Recuperar a credibilidade
Por Luís Rosa
publicado em 7 Fev 2014 in (jornal) i online
É positiva a proactividade do Banco de Portugal ao
pressionar o BES e os restantes bancos. Hoje compreende-se melhor porque José
Maria Ricciardi se recusou a dar um voto de confiança a Ricardo Salgado como
presidente do BES
João Rendeiro apresentou uma espécie de autobiografia em
Novembro de 2008 verdadeiramente antológica. Quando já sabia que o seu Banco
Privado Português, especialista em gestão de fortunas, estava falido, Rendeiro
não teve pudor em apresentar-se numa obra que contava a "história de quem
venceu nos mercados", segundo o próprio. Não só foi derrotado, como também
não foi uma vítima da crise financeira iniciada com a falência do Lehman
Brothers. Passados cinco anos e poucos meses após a longínqua apresentação
livreira, João Rendeiro já foi condenado pelo Banco de Portugal e pela CMVM a
multas milionárias, vai ser julgado pela justiça por suspeitas de crimes de
burla e inventou uma nova abordagem: passou de "vencedor" a vítima
dos clientes gananciosos que lhe entregaram a gestão do seu dinheiro.
A história de João Rendeiro, homem que chegou a ter um poder
bastante superior à importância financeira do BPP, é um bom exemplo de como os
banqueiros perderam a aura dos poderosos intocáveis. Se a confiança do cidadão
comum no sector financeiro ficou seriamente abalada com a gestão irresponsável
de Oliveira Costa no BPN, o caso de Rendeiro prova que a seriedade que é
creditada à alta finança pode não existir.

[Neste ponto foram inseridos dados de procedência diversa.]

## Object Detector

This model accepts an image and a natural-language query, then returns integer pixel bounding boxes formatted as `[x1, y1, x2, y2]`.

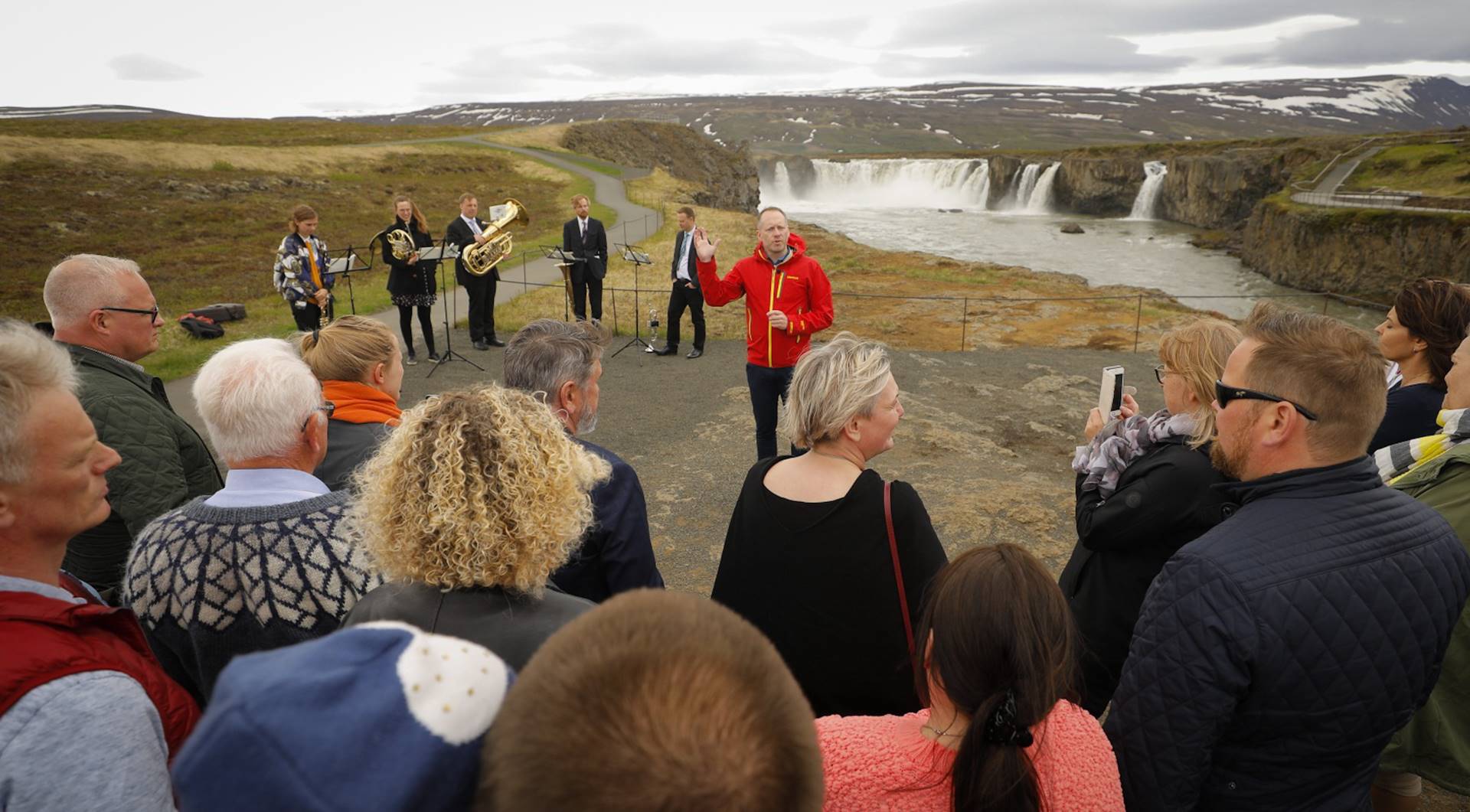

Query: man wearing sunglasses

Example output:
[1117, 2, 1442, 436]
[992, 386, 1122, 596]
[43, 254, 224, 601]
[1106, 305, 1470, 809]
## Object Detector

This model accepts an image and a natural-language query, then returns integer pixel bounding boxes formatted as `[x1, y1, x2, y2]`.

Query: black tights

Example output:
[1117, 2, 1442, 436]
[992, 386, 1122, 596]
[398, 304, 433, 355]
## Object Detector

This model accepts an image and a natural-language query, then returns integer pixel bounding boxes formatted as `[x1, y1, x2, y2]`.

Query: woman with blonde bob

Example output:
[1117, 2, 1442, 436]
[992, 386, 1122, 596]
[710, 332, 946, 716]
[299, 316, 403, 491]
[1061, 318, 1240, 715]
[347, 385, 612, 670]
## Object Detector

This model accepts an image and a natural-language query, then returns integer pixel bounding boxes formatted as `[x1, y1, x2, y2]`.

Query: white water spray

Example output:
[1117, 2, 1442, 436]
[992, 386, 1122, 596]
[1128, 160, 1168, 220]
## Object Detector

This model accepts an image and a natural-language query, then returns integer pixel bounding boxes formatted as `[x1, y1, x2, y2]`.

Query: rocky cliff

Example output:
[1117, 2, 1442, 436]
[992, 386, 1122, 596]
[1240, 200, 1470, 301]
[561, 120, 760, 211]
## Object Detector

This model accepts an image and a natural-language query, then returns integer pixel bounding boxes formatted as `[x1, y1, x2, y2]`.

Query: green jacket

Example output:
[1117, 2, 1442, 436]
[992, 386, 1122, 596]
[1380, 442, 1470, 794]
[62, 342, 225, 590]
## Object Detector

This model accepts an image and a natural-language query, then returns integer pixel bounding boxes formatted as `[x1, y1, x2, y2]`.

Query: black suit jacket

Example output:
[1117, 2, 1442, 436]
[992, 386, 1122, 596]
[561, 217, 607, 279]
[444, 217, 500, 285]
[669, 230, 700, 291]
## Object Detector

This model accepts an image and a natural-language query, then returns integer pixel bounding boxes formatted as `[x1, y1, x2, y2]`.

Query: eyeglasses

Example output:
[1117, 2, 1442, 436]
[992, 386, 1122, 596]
[300, 401, 337, 432]
[1214, 379, 1317, 420]
[97, 305, 158, 321]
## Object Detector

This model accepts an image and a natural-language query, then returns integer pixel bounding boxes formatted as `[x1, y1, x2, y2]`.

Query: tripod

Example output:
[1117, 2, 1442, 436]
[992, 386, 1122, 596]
[609, 243, 654, 358]
[419, 238, 485, 377]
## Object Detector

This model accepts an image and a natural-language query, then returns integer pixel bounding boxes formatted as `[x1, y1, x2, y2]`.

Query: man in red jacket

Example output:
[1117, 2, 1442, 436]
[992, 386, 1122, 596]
[694, 206, 832, 460]
[0, 318, 198, 810]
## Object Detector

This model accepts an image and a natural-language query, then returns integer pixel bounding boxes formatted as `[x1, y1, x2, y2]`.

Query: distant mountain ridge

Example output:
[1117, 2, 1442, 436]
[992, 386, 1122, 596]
[358, 77, 1470, 154]
[14, 77, 1470, 155]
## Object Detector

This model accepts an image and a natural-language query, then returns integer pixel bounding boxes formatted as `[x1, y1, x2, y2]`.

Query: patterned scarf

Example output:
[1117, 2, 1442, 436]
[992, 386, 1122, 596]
[1373, 408, 1470, 484]
[1072, 408, 1197, 499]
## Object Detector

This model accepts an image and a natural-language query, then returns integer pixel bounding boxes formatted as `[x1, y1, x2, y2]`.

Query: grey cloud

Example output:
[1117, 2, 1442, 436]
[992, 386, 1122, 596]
[107, 53, 203, 82]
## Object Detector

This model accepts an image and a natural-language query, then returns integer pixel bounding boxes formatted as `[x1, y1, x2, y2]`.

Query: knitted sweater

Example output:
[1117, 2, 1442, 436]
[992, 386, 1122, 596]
[123, 492, 382, 705]
[818, 700, 1123, 812]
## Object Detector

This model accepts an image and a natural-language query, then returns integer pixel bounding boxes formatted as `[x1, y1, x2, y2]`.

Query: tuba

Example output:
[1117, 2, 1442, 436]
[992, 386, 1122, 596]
[382, 229, 419, 260]
[460, 198, 531, 276]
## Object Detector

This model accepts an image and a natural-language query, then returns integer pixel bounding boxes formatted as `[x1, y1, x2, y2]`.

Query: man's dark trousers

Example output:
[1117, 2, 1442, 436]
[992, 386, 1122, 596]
[460, 270, 495, 341]
[665, 279, 704, 351]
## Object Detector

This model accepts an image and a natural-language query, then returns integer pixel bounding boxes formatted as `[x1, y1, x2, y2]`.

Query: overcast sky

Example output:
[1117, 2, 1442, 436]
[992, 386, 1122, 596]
[0, 0, 1470, 116]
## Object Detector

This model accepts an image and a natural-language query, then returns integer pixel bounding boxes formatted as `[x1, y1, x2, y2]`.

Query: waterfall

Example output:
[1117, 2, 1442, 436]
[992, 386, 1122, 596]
[1128, 160, 1168, 220]
[1011, 163, 1040, 210]
[1026, 163, 1061, 214]
[762, 158, 991, 208]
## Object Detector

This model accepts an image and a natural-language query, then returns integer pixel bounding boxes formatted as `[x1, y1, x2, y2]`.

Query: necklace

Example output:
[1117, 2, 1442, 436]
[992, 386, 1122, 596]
[807, 448, 867, 471]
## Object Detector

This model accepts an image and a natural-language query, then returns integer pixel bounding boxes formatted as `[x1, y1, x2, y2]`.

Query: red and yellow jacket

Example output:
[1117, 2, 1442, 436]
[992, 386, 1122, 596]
[695, 233, 832, 369]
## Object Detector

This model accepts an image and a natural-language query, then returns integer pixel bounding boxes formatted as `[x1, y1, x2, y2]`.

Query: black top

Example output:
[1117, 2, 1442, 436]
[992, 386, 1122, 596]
[342, 582, 593, 671]
[1369, 383, 1445, 454]
[710, 457, 948, 716]
[1061, 438, 1233, 716]
[379, 219, 438, 297]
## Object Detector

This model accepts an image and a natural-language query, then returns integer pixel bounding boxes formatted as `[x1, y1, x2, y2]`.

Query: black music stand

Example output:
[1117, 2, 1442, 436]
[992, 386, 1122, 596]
[326, 241, 372, 317]
[609, 243, 654, 358]
[419, 236, 485, 377]
[540, 245, 582, 321]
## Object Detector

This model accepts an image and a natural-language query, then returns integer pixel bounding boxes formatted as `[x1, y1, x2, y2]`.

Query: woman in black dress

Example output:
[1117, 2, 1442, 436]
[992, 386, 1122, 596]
[710, 332, 946, 716]
[382, 195, 439, 366]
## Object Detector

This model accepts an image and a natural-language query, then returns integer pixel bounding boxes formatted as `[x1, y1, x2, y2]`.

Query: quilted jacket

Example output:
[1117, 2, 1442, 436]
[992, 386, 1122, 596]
[62, 344, 225, 592]
[1106, 457, 1470, 810]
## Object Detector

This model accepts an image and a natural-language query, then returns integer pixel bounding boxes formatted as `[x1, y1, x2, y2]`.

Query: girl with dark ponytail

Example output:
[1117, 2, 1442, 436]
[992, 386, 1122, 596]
[818, 545, 1123, 812]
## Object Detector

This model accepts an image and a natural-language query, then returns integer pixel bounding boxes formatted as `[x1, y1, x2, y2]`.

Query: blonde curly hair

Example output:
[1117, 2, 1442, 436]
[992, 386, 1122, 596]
[353, 385, 612, 595]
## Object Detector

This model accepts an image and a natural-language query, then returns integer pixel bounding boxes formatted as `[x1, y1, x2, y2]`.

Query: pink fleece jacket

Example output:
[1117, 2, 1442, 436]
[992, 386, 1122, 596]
[818, 700, 1123, 812]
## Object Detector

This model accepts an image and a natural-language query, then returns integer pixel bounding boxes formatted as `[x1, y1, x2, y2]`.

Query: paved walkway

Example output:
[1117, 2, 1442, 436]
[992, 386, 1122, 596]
[165, 144, 663, 433]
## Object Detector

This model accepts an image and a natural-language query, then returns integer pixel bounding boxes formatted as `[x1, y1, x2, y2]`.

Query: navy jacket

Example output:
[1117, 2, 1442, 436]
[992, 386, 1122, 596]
[551, 439, 663, 604]
[1106, 457, 1470, 810]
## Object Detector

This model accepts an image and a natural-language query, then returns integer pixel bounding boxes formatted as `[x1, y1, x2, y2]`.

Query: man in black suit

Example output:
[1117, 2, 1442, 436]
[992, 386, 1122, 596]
[561, 194, 607, 321]
[444, 192, 505, 350]
[654, 206, 704, 358]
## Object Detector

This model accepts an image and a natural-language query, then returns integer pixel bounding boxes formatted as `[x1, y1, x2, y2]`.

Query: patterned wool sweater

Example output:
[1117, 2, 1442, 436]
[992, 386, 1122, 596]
[818, 700, 1123, 812]
[123, 492, 382, 705]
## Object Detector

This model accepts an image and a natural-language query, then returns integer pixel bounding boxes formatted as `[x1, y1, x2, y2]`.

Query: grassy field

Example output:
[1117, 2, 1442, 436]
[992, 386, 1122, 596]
[495, 171, 1198, 350]
[1342, 136, 1470, 197]
[0, 132, 612, 379]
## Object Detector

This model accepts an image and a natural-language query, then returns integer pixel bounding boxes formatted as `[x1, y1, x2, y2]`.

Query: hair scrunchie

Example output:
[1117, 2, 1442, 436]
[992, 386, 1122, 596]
[985, 689, 1032, 748]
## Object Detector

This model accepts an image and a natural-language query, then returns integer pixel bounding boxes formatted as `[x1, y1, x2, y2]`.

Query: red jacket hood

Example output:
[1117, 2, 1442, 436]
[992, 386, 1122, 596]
[751, 233, 807, 264]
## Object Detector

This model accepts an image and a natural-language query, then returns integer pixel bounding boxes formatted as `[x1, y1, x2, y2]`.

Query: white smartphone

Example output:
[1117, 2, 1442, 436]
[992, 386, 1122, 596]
[1098, 367, 1123, 417]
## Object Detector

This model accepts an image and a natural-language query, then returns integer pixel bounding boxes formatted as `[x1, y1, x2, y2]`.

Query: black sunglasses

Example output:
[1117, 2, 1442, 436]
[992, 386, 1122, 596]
[300, 401, 337, 432]
[97, 305, 158, 321]
[1214, 379, 1317, 420]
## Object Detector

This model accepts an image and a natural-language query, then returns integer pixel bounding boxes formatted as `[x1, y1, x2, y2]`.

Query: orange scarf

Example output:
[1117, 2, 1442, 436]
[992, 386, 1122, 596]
[322, 380, 403, 426]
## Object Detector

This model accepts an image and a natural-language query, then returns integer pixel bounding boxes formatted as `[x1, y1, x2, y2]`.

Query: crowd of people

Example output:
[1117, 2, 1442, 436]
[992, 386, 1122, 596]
[8, 236, 1470, 810]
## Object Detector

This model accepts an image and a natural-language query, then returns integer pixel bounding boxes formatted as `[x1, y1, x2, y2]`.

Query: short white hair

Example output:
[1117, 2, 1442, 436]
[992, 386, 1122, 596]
[786, 331, 891, 448]
[0, 318, 77, 484]
[41, 254, 142, 329]
[194, 338, 322, 464]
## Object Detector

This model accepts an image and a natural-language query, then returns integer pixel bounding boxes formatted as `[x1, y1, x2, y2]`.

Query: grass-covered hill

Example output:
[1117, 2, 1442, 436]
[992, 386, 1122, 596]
[0, 119, 612, 377]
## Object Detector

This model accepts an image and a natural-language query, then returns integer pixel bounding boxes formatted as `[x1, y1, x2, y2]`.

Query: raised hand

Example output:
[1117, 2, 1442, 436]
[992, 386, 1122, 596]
[694, 226, 720, 263]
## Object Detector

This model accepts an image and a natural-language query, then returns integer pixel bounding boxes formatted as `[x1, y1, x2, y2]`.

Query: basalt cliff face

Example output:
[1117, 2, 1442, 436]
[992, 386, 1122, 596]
[561, 120, 760, 213]
[1240, 200, 1470, 301]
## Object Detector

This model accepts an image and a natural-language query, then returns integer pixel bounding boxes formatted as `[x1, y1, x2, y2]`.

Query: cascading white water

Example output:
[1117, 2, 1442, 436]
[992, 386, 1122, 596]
[1011, 163, 1040, 210]
[1128, 160, 1168, 220]
[1026, 163, 1061, 214]
[762, 158, 991, 208]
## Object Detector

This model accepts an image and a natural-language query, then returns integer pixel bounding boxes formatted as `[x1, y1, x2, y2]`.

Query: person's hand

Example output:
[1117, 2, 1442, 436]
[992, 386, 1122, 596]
[694, 227, 720, 263]
[1117, 386, 1138, 420]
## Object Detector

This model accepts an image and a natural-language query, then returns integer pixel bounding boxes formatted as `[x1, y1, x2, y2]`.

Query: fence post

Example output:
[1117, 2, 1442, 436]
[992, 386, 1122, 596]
[960, 297, 970, 352]
[1133, 294, 1144, 352]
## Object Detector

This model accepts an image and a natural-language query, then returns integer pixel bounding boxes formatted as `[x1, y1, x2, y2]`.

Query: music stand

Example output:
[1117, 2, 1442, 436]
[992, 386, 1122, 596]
[326, 248, 372, 316]
[541, 245, 582, 321]
[609, 243, 654, 358]
[419, 236, 485, 377]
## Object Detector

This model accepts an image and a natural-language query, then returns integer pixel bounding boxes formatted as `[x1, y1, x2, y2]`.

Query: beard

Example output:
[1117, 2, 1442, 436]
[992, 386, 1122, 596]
[1210, 426, 1251, 480]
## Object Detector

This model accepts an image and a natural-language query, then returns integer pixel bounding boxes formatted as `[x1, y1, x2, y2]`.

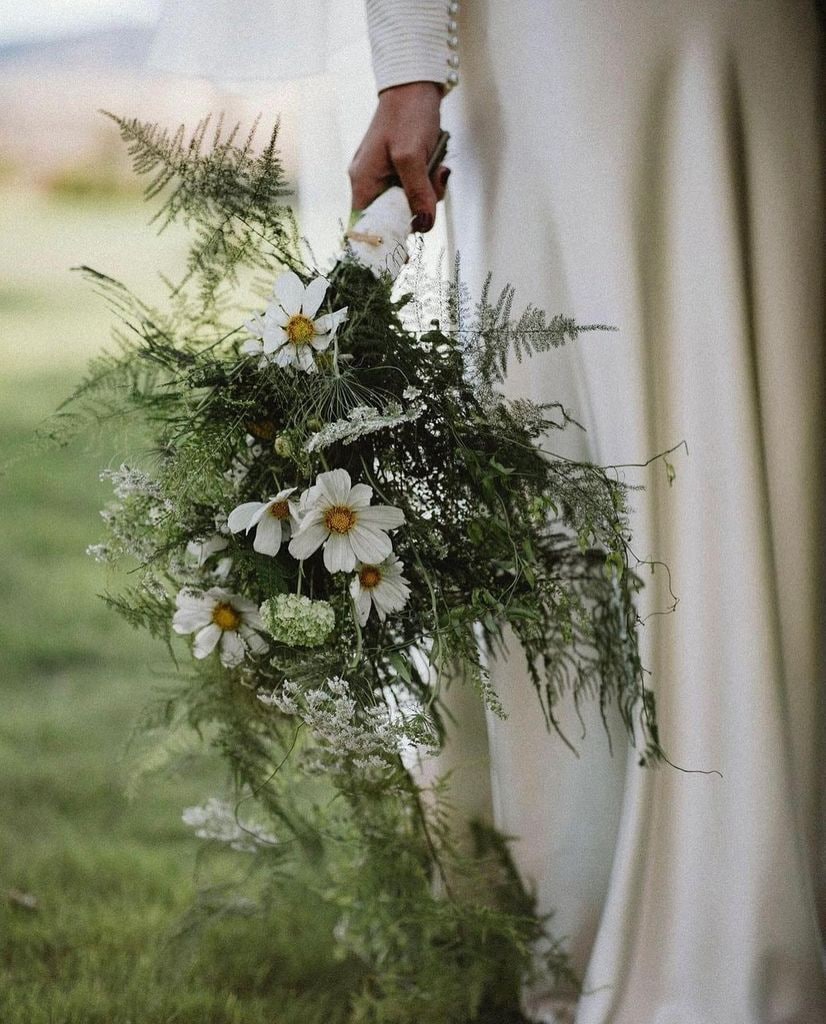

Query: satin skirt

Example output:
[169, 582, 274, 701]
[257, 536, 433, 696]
[150, 0, 826, 1024]
[444, 0, 826, 1024]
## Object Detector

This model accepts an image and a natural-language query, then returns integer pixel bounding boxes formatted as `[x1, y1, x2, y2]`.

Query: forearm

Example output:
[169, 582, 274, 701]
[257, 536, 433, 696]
[365, 0, 459, 92]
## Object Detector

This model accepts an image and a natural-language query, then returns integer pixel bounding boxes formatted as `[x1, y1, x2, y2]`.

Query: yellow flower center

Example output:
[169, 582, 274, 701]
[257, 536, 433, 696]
[358, 565, 382, 590]
[324, 505, 355, 534]
[285, 313, 315, 346]
[212, 601, 241, 631]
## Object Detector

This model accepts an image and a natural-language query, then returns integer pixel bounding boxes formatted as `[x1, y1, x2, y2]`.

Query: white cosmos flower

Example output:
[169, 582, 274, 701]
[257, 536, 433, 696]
[290, 469, 404, 572]
[172, 587, 267, 669]
[242, 270, 347, 373]
[350, 555, 410, 626]
[226, 487, 298, 555]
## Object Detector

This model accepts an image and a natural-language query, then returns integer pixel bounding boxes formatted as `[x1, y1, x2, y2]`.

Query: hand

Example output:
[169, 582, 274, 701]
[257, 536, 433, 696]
[350, 82, 450, 231]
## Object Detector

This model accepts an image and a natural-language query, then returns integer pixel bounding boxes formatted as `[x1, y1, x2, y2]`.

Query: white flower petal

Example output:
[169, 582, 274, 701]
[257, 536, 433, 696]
[301, 278, 330, 319]
[192, 623, 222, 658]
[226, 502, 263, 534]
[289, 519, 330, 558]
[264, 300, 293, 330]
[247, 498, 275, 534]
[219, 630, 247, 669]
[315, 469, 352, 505]
[310, 334, 333, 352]
[346, 483, 373, 509]
[262, 327, 289, 355]
[358, 505, 404, 529]
[272, 270, 304, 315]
[347, 522, 393, 565]
[324, 534, 355, 572]
[238, 626, 269, 654]
[172, 606, 212, 635]
[242, 313, 264, 337]
[253, 512, 281, 555]
[175, 590, 214, 608]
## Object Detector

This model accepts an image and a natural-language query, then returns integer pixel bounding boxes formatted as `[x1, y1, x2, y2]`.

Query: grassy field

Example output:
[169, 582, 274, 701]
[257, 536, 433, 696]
[0, 195, 347, 1024]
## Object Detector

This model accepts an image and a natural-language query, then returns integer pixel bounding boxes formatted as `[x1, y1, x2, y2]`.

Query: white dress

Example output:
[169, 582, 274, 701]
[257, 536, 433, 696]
[150, 0, 826, 1024]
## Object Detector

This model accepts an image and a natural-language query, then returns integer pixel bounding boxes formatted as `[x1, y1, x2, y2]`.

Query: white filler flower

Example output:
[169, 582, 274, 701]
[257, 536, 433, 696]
[350, 555, 410, 626]
[290, 469, 404, 572]
[226, 487, 296, 555]
[242, 270, 347, 373]
[172, 587, 267, 669]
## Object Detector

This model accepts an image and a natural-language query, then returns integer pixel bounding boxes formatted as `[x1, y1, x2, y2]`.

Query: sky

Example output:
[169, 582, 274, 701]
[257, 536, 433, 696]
[0, 0, 162, 43]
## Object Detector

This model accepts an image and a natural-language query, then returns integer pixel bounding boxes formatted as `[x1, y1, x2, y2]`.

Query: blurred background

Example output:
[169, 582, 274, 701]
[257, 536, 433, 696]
[0, 0, 372, 1024]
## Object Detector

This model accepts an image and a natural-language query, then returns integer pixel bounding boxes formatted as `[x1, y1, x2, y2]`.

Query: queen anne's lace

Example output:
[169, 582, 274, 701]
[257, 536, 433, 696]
[304, 399, 425, 452]
[261, 594, 336, 647]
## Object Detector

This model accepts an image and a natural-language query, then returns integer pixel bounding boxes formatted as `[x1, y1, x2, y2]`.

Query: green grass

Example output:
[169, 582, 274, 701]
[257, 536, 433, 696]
[0, 196, 356, 1024]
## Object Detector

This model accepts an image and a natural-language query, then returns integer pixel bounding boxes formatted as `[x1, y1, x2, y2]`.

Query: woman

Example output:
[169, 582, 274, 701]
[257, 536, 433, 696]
[151, 0, 826, 1024]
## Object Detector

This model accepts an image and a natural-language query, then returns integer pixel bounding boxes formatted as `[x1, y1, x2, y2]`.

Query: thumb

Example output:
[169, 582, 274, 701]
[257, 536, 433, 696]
[393, 147, 436, 231]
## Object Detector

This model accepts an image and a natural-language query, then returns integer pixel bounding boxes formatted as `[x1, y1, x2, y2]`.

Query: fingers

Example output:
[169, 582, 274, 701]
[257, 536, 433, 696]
[349, 154, 387, 210]
[390, 150, 436, 231]
[430, 164, 450, 203]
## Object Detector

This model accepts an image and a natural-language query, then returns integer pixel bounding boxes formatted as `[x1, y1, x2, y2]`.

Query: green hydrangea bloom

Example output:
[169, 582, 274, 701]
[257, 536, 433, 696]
[261, 594, 336, 647]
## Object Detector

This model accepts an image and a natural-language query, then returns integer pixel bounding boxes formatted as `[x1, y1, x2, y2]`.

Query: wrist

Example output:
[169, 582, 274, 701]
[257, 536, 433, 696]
[379, 82, 445, 106]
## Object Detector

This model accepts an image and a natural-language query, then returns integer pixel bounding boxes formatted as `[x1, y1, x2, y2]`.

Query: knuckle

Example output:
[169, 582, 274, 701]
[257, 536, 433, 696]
[390, 145, 421, 170]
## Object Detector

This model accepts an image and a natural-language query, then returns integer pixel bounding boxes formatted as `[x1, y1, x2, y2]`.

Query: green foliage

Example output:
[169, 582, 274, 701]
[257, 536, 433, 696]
[56, 120, 660, 1024]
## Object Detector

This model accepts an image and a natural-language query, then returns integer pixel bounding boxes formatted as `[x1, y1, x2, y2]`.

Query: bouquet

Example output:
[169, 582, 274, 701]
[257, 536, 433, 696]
[71, 119, 660, 1022]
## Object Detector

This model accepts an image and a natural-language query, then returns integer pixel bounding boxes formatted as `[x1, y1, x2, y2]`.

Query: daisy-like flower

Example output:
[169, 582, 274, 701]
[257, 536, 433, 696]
[172, 587, 267, 669]
[350, 555, 410, 626]
[242, 270, 347, 373]
[290, 469, 404, 572]
[226, 487, 297, 555]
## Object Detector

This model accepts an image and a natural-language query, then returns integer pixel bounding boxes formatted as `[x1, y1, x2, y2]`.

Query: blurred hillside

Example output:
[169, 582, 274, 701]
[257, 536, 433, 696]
[0, 26, 295, 188]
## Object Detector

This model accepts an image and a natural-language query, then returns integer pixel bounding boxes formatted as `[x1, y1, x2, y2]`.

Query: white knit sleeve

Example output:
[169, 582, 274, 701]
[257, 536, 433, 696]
[366, 0, 459, 92]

É neste contexto de crise de credibilidade da banca, a que
acrescem as críticas da população aos empréstimos do Estado aos bancos, que o
trabalho do Banco de Portugal (BdP) ganha especial relevância. Atacado de forma
fundamentada durante anos por inacção durante o caso BPN, o BdP mudou
completamente a sua visão da supervisão bancária e, seguindo as directrizes do
Banco Central Europeu, tem-se mostrado muito mais proactivo e fiscalizador. A
acção do governador Carlos Costa tem assumido particular importância - acção
essa que, por ser obrigatoriamente discreta, provavelmente nunca será
devidamente premiada.
Nos últimos três anos, o prejuízo total de BCP, BPI, Banif e
BES atingiu cerca de 4,2 mil milhões de euros. Porventura noutra altura, o BdP
teria aliviado a pressão sobre a banca, mas Carlos Costa decidiu, e bem,
apertar ainda mais a supervisão, obrigando os bancos a reforçar as imparidades
e a auditar directamente os grupos económicos que têm dívidas relevantes aos
bancos. É uma proactividade saudável que só reforça a confiança e a
credibilidade do sistema.
O caso do BES assume aqui especial importância. Não só pela
importância histórica da família Espírito Santo, mas também pela auditoria
específica que o BdP ordenou à holding Espírito Santo International, sedeada no
Luxemburgo. Quando um jornal com a credibilidade do "Wall Street
Journal" critica a "ginástica financeira do BES" e levanta
dúvidas sobre a avaliação dos activos inscritos no balanço, quando o
"Jornal de Negócios" diz que uma holding do BES contabiliza
participações sociais quatro vezes acima do valor de mercado, a atenção do BdP
redobra. Os resultados do último trimestre de 2013 do BES ganham por isso
especial importância. Assim, como se compreende melhor hoje a razão pela qual
José Maria Ricciardi se recusou a dar um voto de confiança a Ricardo Salgado
como presidente do BES. O "único banqueiro português", como era
apelidado recentemente de forma bajuladora pelo "Jornal de Negócios",
vai viver dias difíceis até ao final do mandato em 2015.